Provinsi Kepulauan Bangka Belitung merupakan salah satu daerah penghasil timah terbesar di dunia. Pemerintah Daerah Bangka Belitung, dengan kewenangan otonomi yang dimiliki mengeluarkan Perda No. 6 Tahun 2001 tentang pertambangan umum, membuka kesempatan bagi masyarakat Bangka mengeksploitasi timah ini secara bebas. Dampak kebijakan tersebut menyebabkan tambang inkonvensional semakin marak. Dampak kerusakan ekosistem akibat pertambangan timah Bangka Belitung berupa kolam-kolam bekas tambang, hilangnya keanekaragaman hayati, dan berkurangnya vegetasi. Setelah daratan penuh lubang tambang, maka terjadi pembukaan lahan tambang timah di daerah pesisir, dan lahan tambang telah merambah ke kawasan hutan mangrove dan hutan pantai. Hilangnya hutan mangrove dan hutan pantai berkontribusi secara tidak proporsional dengan emisi karbon, hilangnya keanekaragaman hayati, dan meningkatkan kerentanan penduduk pantai.

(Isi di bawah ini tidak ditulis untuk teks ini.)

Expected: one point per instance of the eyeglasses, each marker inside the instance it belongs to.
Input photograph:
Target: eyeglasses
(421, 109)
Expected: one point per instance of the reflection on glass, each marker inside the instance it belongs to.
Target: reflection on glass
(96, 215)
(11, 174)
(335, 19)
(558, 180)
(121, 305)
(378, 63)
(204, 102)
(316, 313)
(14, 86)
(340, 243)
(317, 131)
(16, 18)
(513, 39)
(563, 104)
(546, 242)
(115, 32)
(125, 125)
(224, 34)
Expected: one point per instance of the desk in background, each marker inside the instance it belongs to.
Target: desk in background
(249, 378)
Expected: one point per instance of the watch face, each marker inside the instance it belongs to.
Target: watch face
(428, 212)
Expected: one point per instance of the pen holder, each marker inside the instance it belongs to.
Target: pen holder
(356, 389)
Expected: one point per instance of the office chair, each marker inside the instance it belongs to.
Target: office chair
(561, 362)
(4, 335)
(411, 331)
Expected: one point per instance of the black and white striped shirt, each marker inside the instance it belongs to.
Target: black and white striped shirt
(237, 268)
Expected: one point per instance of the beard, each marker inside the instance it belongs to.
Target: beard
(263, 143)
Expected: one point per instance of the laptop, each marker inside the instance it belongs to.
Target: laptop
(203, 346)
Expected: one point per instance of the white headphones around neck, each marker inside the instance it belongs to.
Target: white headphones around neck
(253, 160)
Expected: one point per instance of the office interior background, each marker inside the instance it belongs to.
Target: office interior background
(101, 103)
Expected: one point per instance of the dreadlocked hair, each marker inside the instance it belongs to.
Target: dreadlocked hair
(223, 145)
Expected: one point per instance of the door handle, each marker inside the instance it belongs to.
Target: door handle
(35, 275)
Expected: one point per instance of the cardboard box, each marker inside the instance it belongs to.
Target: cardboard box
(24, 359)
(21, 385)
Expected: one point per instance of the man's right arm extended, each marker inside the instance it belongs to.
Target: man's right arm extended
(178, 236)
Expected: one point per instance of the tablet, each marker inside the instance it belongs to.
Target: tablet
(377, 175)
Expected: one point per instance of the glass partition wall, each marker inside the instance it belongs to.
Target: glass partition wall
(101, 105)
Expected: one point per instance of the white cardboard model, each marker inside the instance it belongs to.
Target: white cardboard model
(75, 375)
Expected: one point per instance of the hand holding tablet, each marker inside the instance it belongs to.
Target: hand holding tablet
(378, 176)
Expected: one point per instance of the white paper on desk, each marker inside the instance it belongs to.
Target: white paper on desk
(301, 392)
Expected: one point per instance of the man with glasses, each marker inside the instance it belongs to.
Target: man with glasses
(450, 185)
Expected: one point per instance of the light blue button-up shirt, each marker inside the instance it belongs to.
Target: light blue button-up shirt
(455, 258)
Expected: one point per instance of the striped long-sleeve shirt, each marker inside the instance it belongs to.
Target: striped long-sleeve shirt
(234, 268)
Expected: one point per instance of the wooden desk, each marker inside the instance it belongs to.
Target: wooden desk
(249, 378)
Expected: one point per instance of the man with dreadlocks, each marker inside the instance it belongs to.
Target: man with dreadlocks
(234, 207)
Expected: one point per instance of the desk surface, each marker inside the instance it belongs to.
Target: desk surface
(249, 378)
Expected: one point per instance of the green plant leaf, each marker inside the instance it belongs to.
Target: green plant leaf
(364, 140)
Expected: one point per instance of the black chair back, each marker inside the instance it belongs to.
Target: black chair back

Oleh sebab itu, Yayasan TERANGI mengusulkan untuk mengembangkan Belitung mangrove park (BMP), yang merupakan strategi rehabilitasi hutan mangrove dengan memanfaatkan lahan bekas tambang di Desa Juru Sebrang, Kabupaten Belitung, dalam mengurangi dampak perubahan iklim kepada ekosistem dan masyarakat pesisir. BMP berbentuk taman wisata mangrove yang dapat dimanfaatkan secara berkelanjutan sebagai destinasi ekowisata, pendidikan, sumber matapencaharian (pelaku wisata dan budidaya) dan sekuestrasi karbon di masa depan. BMP akan mendukung upaya konservasi di KKPD Belitung dan taman hutan raya. HKM Juru Sebrang terletak di Kabupaten Belitung, Pulau Belitung. Secara geografis, kawasan tersebut terletak di 2,763455°LS dan 107.606039°BT. Peta lokasi kegiatan dapat dilihat pada Gambar 1. Biaya yang dikeluarkan untuk program ini adalah Rp.2.000.000.000,- untuk periode 18 bulan.
Tujuan dari program ini adalah mengurangi dampak perubahan iklim kepada ekosistem dan masyarakat Desa Juru Sebrang melalui rehabilitasi mangrove, penyediaan mata pencaharian, dan peningkatan partisipasi masyarakat dalam mendukung pengelolaan kawasan konservasi perairan.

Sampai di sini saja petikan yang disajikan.